Now let’s try the other method using the flatten() function. We recreate the input with 4 samples this time:

sample4 = testarray([4, 2, 2, 3])
print(f"sample4 =\n{sample4}")

sample4 =
tensor([[[[   0,    1,    2],
          [  10,   11,   12]],

         [[ 100,  101,  102],
          [ 110,  111,  112]]],


        [[[1000, 1001, 1002],
          [1010, 1011, 1012]],

         [[1100, 1101, 1102],
          [1110, 1111, 1112]]],


        [[[2000, 2001, 2002],
          [2010, 2011, 2012]],

         [[2100, 2101, 2102],
          [2110, 2111, 2112]]],


        [[[3000, 3001, 3002],
          [3010, 3011, 3012]],

         [[3100, 3101, 3102],
          [3110, 3111, 3112]]]], dtype=torch.int32)
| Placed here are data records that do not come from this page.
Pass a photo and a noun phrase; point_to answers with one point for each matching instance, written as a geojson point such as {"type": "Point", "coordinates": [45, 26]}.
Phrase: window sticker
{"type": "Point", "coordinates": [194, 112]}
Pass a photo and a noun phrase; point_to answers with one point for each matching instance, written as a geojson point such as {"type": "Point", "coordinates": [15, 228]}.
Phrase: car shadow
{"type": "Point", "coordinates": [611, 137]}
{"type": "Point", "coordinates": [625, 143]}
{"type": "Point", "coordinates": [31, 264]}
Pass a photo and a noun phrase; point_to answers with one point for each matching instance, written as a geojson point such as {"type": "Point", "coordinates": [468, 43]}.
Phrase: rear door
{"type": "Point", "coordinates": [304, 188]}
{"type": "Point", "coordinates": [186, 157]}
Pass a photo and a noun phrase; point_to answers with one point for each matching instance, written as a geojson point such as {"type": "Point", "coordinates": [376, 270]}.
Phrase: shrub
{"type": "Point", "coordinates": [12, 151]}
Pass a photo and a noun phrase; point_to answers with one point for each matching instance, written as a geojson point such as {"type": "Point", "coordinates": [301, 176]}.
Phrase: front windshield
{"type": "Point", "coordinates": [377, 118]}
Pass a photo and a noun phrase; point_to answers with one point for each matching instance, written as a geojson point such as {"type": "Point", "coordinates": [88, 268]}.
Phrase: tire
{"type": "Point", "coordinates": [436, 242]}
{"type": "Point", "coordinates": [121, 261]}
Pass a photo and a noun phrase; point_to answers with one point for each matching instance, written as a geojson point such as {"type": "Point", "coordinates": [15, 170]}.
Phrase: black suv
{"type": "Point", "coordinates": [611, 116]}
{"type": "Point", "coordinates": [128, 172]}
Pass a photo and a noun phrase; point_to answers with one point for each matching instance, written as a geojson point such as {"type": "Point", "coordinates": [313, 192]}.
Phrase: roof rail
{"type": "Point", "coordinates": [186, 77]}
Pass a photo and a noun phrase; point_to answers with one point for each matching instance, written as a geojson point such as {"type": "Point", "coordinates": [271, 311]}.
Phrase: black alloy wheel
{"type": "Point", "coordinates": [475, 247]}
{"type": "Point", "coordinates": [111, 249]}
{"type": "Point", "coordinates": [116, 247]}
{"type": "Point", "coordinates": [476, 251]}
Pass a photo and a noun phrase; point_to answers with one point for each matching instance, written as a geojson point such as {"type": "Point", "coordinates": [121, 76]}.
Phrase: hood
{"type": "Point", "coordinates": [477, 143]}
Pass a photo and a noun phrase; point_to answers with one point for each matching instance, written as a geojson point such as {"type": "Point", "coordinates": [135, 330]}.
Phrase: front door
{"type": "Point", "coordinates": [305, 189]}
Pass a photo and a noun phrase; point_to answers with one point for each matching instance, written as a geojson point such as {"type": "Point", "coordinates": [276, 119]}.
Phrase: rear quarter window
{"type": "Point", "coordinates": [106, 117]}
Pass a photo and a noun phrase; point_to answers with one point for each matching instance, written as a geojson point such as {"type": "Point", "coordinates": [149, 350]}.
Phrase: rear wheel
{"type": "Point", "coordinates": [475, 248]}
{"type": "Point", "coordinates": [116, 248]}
Now we apply the flatten():

sampleFlatten = torch.flatten(sample4, start_dim=1)
print(f"sampleFlatten =\n{sampleFlatten}")
print(f"sampleFlatten.shape =\n{sampleFlatten.shape}")

sampleFlatten =
tensor([[   0,    1,    2,   10,   11,   12,  100,  101,  102,  110,  111,  112],
        [1000, 1001, 1002, 1010, 1011, 1012, 1100, 1101, 1102, 1110, 1111, 1112],
        [2000, 2001, 2002, 2010, 2011, 2012, 2100, 2101, 2102, 2110, 2111, 2112],
        [3000, 3001, 3002, 3010, 3011, 3012, 3100, 3101, 3102, 3110, 3111, 3112]],
       dtype=torch.int32)
sampleFlatten.shape =
torch.Size([4, 12])

So the flattening method works the same way with that method. We get 4 rows with consistent first dimensions and the other dimensions are “unfurled” in the order 3 - 2 - 1.

So either method works and turns out to give the same results.

hey @paulinpaloalto

thank you again for that stepwise explanation using different functions explaining flattening with -1 as sample dimension (I knew it is sample dimension and that is why my confusion arose in first place as I knew it’s sample size but now when you explain the dimension and vector into column matrix, I got my doubt cleared, basically this way the flattening layer which converts 2D tensor to 1D tensor is converting the sample into column vector as the example i mentioned actually going to train the samples on different learning rate scheduler, so this -1 kind of creating column wise batches to be trained with each learning rate.

like converting into mini batches and testing all samples on different hyperparameter tuning thereby improving training time as well as better use GPU.

Thank you both of you @balaji.ambresh and @paulinpaloalto for resolving my doubt.